Françoise allait à travers les rues, à travers les places publiques, à travers les avenues, regardant, écoutant, ne comprenant pas ce qu'on disait. Elle s'arrêtait devant les cafés, espérant entendre un mot, un seul, qui fixerait son destin. La créature humaine est ainsi. Elle s'imagine toujours que ses petites douleurs occupent la grande foule égoïste. Qui donc, parmi tout ce monde, pouvait penser à Pierre Rosny, garde national obscur, perdu dans la tourbe des armées parisiennes? Françoise n'y songeait pas. Il lui semblait que tous ces gens qui parlaient devaient parler de Pierre; que les lèvres remuaient pour prononcer le nom de Pierre. Elle n'osait aborder personne; elle s'accotait contre un mur, l'œil fixe, attendant tout d'un hasard, maintenant. Cependant, l'heure fuyait, les promeneurs se faisaient plus rares; les cafés se fermaient lentement, les uns après les autres. Françoise reprit le chemin de la place d'Armes, et machinalement elle se laissa tomber sur un des bancs de l'avenue. La nuit l'enveloppait; une nuit très calme. L'ombre dissimulait cette malheureuse créature; et lentement, un sommeil profond s'emparait d'elle. La tête à demi couverte par son châle, elle dormait, de ce sommeil lourd de la bête épuisée chez qui l'esprit est vaincu par la chair.
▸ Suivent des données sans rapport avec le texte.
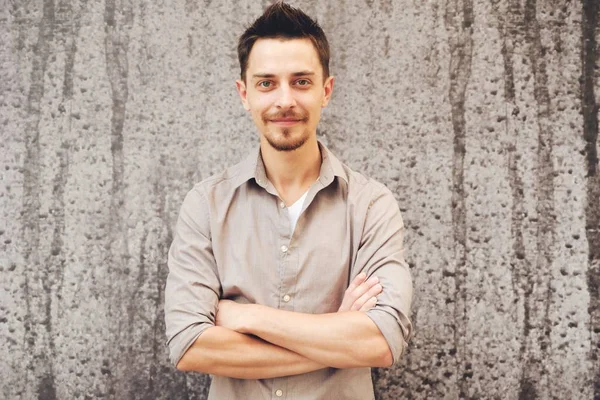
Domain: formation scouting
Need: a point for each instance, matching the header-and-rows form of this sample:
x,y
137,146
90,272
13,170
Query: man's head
x,y
284,61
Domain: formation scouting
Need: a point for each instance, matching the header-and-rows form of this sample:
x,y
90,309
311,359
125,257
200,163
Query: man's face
x,y
284,90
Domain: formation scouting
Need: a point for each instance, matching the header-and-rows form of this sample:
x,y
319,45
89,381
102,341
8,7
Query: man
x,y
287,276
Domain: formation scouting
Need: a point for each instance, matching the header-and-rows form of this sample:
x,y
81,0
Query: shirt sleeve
x,y
381,254
193,288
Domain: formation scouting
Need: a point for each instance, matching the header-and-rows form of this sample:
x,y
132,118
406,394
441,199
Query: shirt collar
x,y
253,167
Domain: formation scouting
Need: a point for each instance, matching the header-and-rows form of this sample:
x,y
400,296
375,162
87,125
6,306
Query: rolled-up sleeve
x,y
381,254
193,287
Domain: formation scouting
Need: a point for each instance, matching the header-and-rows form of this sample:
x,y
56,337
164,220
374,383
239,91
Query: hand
x,y
231,315
360,295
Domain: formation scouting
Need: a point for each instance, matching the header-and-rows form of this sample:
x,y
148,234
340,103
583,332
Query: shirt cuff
x,y
392,330
180,343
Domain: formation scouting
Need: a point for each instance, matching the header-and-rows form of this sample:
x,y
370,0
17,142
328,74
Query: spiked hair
x,y
282,21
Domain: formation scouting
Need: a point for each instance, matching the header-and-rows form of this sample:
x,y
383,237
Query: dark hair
x,y
281,20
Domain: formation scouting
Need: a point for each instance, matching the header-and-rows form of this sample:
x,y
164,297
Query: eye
x,y
265,84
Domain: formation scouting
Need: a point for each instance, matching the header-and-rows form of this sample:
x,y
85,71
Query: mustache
x,y
286,114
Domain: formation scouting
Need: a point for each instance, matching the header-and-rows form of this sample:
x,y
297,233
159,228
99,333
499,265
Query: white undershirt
x,y
294,211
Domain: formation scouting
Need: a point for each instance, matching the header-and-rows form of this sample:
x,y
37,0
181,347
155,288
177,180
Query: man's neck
x,y
292,172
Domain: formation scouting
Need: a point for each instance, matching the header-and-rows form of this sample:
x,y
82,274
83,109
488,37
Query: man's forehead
x,y
283,56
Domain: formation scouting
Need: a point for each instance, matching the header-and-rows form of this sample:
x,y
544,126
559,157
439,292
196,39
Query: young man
x,y
276,262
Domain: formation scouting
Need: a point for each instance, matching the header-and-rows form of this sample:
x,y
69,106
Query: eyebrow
x,y
296,74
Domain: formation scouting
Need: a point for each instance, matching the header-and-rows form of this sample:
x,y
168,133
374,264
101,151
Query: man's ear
x,y
328,90
241,87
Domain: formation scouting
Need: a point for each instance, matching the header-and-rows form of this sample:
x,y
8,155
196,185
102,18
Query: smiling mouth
x,y
285,122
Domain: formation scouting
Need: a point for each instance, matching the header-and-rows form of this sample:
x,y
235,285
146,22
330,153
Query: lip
x,y
285,122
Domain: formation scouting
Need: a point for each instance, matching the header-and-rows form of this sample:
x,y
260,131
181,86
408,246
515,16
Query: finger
x,y
363,288
349,296
372,292
372,302
360,278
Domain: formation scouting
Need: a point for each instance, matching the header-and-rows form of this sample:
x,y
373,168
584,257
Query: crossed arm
x,y
251,341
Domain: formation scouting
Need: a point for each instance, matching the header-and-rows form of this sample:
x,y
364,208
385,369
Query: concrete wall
x,y
480,115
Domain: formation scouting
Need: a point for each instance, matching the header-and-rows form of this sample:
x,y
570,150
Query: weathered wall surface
x,y
480,115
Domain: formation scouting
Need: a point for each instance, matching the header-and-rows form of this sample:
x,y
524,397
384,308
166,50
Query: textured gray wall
x,y
480,115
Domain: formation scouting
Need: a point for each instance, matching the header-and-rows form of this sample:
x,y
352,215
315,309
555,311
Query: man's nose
x,y
286,97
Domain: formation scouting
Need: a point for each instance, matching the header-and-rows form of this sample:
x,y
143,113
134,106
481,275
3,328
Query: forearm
x,y
221,351
342,340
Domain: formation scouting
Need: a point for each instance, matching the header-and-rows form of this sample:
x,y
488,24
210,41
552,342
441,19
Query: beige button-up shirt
x,y
233,240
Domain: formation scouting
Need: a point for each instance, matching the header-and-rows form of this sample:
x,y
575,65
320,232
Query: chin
x,y
285,141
Elle dormait, réparant ses forces, sans rêver, ne sentant pas le froid qui la gagnait. Quelques heures de repos: heureusement, quelques heures d'oubli! Jusqu'au petit matin, elle resta là, immobile. Brusquement elle ouvrit les yeux, ne sachant pas où elle se trouvait; le souvenir aussi s'éveillait, le souvenir lancinant, atroce. Peu à peu, la vie recommença, graduellement renouvelée; des troupes de soldats passaient, des maraîchers des environs arrivaient, conduisant leurs voitures cahotées. Françoise se leva, toute transie, et fit quelques pas pour dégourdir ses jambes glacées. Elle toussait; sa poitrine prise l'oppressait. Elle s'arrêta tout à coup devant la Préfecture. Un soldat sommeillait à demi au fond de sa guérite. Un fils de paysan, blond, avec des taches de rousseur. Il rêvait au pays, sans doute, à la ferme paternelle, aux bois paisiblement endormis dans le silence de la plaine; peut-être à quelque belle fille qu'il avait aimée jadis. Françoise lui mit la main sur le bras. Il fit un mouvement brusque dans sa capote à longs poils.

—Hein? quoi? que voulez-vous?

—Je vous... je vous demande pardon, balbutia-t-elle.
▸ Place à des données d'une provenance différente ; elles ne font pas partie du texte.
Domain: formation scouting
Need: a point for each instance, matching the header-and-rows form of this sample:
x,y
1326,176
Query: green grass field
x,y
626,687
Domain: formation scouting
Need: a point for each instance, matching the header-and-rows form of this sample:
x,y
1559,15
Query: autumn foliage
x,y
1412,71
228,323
Par bonheur, elle tombait sur un brave garçon.

—Qu'est-ce que vous voulez, ma bonne dame? répliqua-t-il, en baissant un peu son capuchon.

—Je voulais vous prier de... de m'indiquer où est la prison?

L'officier du poste s'avançait et lui donnait tous les renseignements nécessaires. On ne permettait pas aux factionnaires de parler sous les armes. Elle trouverait la prison un peu plus loin, à droite, en suivant l'avenue. Pas moyen de se tromper: un grand bâtiment gris avec des fenêtres grillées. Et comme un artilleur passait, traînant la jambe, l'officier lui cria:

—Eh! là-bas! conduisez donc la bourgeoise à la prison. Ça ne vous dérangera pas beaucoup: elle ne sait pas, cette femme.

A une heure aussi matinale, les fonctionnaires sont rarement levés. Comme le concierge lui disait cela d'une voix un peu grognon, Françoise répliqua humblement qu'elle attendrait. Du reste, on n'était pas sûr: on allait voir. Le directeur de la prison, ancien officier, homme correct, n'avait pas trop de ses journées pour accomplir sa tâche. Chaque jour, on lui envoyait des fournées de prisonniers. Son activité suffisait à peine à la besogne. Il était levé et reçut Françoise tout de suite. Il jeta sur la jeune femme un regard rapide, ému malgré lui par ce visage pâle, par ces yeux pleins de terreur.